The Dalat facility was taken over by the Vietnamese government in 1975. Even before the take-over, the Institute had one of the largest vaccine production facilities in Southeast Asia, shipping vaccines all over in Indochina. The institute was then run by the Ministry of Health until the south of Vietnam was fully integrated into the country in 1978, using the Institute for public health and disease prevention.
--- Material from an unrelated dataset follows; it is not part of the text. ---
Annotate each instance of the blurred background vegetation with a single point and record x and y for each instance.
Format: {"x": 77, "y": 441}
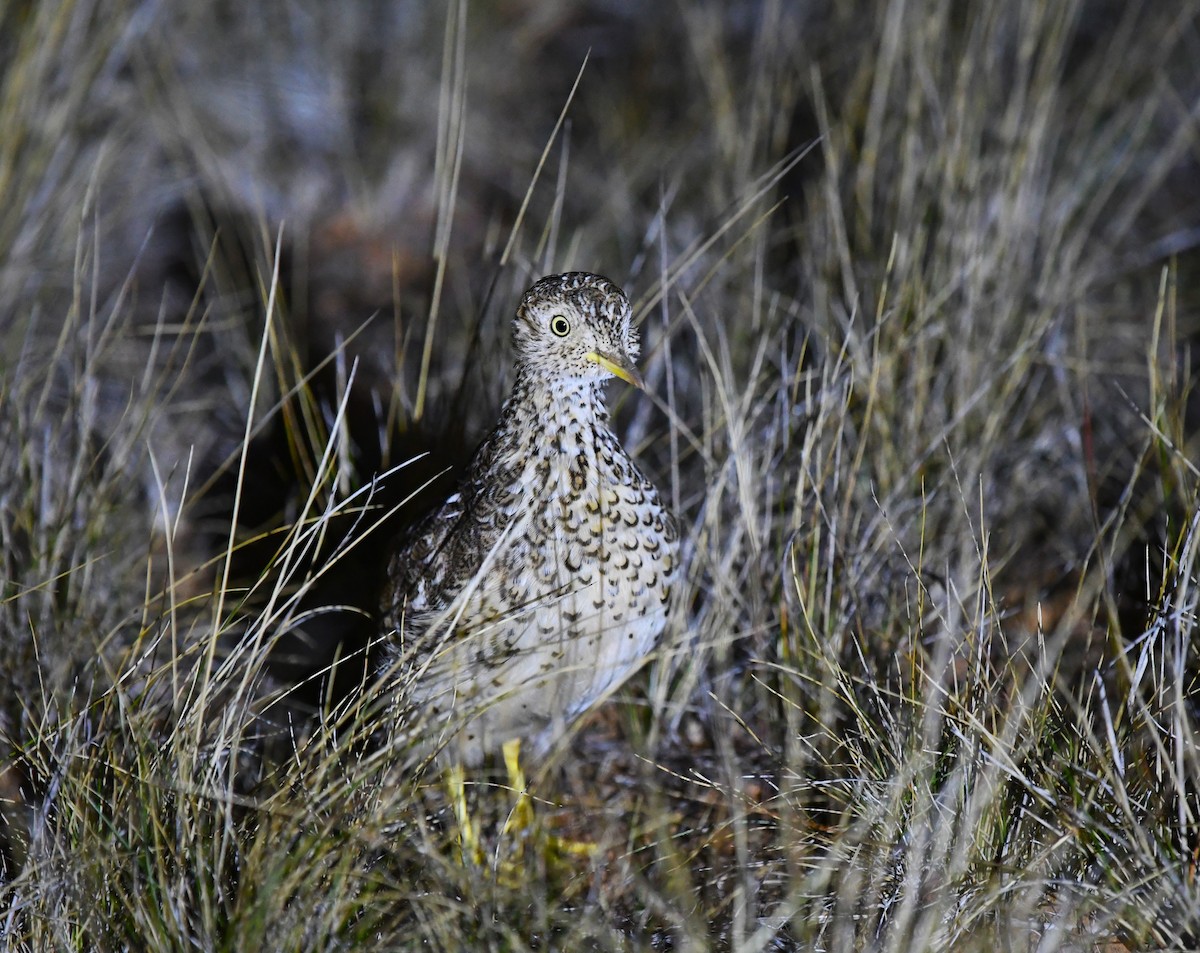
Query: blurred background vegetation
{"x": 918, "y": 286}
In 2010, the Dalat Pasteur facility was incorporated as the Dalat Pasteur Vaccines Company Limited. "The company's primary mission is the production and sales of vaccines and biological products, relations with international organizations, institutes, companies at home and abroad in the fields of business, technology transfer and support, scientific research and staff training".
While now run by the Vietnamese government, the institute, seeks to establish a cooperation with the Institut Pasteur in France. One such declaration was issued in November 2010 at a conference in Haiphong, mentioning a cooperation that dates back 20 years.

Discoveries and production

Working with scientists at the Pasteur Institute in Paris, scientists in Dalat discovered a new type of salmonella in 1956. The strain was called S. dalat and was isolated from fecal matter from a gecko captured in Phanrong.
The Dalat facility has experience in producing typhoid vaccines.
The facility was capable of producing 10 000 doses annually for this purpose, but production was discontinued due a lack of funding, an unsatisfactory vaccine production process and a lack of qualified staff. Since the start of production on the typhoid vaccine in 2008, the facility was not under full operation; producing only 0.3 million doses as of 2010.